Sponsored by Rep. Mara Gorman and Sen. Marie Pinkney, House Bill 153 and House Bill 142 both focus on arrest authority.
HB 153 puts a clear end to the outdated and dangerous practice of “citizen’s arrests” in Delaware by prohibiting anyone without explicit statutory authority from detaining or arresting another person.
In order to eliminate any doubt that a “citizen’s arrest” is not permitted in the First State, this bill deletes two outdated provisions of the Delaware Code that reference the exercise of arrest by private detectives. Private detectives do not hold the explicit statutory authority needed to make arrests.
Similarly, HB 142, a successor to HB 76, would prohibit unauthorized individuals from making arrests in Delaware for alleged felonies committed in other states.
“These bills take a critical step forward by recognizing that public safety is best served when arrests are made by trained professionals accountable to the law, not by untrained civilians acting on instinct, emotion, or prejudice,” said Rep. Mara Gorman.
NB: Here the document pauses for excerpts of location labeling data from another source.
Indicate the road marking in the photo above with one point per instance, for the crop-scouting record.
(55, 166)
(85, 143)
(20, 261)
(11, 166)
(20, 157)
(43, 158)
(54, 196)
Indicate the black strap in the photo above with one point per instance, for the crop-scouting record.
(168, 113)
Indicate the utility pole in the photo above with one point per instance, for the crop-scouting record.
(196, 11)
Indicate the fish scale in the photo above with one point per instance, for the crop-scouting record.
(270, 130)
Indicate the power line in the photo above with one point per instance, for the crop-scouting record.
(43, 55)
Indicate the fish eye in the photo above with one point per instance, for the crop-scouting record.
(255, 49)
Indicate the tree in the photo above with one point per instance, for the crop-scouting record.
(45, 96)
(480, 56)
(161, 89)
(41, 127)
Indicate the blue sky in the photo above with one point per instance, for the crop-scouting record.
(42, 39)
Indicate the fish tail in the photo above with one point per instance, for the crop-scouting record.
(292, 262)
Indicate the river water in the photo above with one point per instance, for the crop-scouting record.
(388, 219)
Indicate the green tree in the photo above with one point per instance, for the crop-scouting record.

“They do not prohibit someone from protecting themselves and others under Delaware’s self-defense laws or assisting law enforcement when asked to do so in an emergency. What they do is draw a clear and necessary line: chasing someone down, detaining them, or threatening violence in the name of a so-called citizen’s arrest is not acceptable and never was.”
Citizens’ arrests are an outdated and dangerous practice that only took place due to the lack of formal police officers in the early United States. Even then, only white men could make citizen’s arrests, and that power was often used to terrorize Black communities. Private citizens took it upon themselves to catch individuals who escaped from slavery during the Civil War era, and conducted lynchings without cause.
Emmett Till was victim of brutal and violent lynching in the 1950s. Despite no evidence of Till committing a crime, his assailants were deemed not guilty for his murder.
In February 2020, 25-year-old Ahmaud Arbery was killed at the hands of private citizens while jogging in Georgia. The three men charged with the murder of Arbery claimed that they were attempting to make a citizen’s arrest, and cited Georgia’s 1863 Citizen’s Arrest Law in their defense.
Amongst the mens’ charges following the trial were attempted kidnapping, committing hate crimes, and murder.
The State of Georgia repealed their Civil War-era citizen’s arrest law in 2021. However, citizen’s arrests are still permitted in the state in limited circumstances.
“Citizen’s arrests undermine justice, due process, and the training of law enforcement officers,” said Sen. Marie Pinkney.
“Across the country, we’ve seen this dangerous and outdated practice used to escalate violence and justify racially motivated confrontation based on suspicion and bias rather than evidence and justice. By ensuring that citizens can’t take the law into their own hands, this bill is a meaningful step toward centering fairness, equality, and professionalism in all public safety measures.”
40 states still have citizen’s arrest laws in place. If HB 142 and HB 153 are signed into law, Delaware will become the first state to explicitly ban citizen’s arrests.
Both bills now head to the Senate for consideration.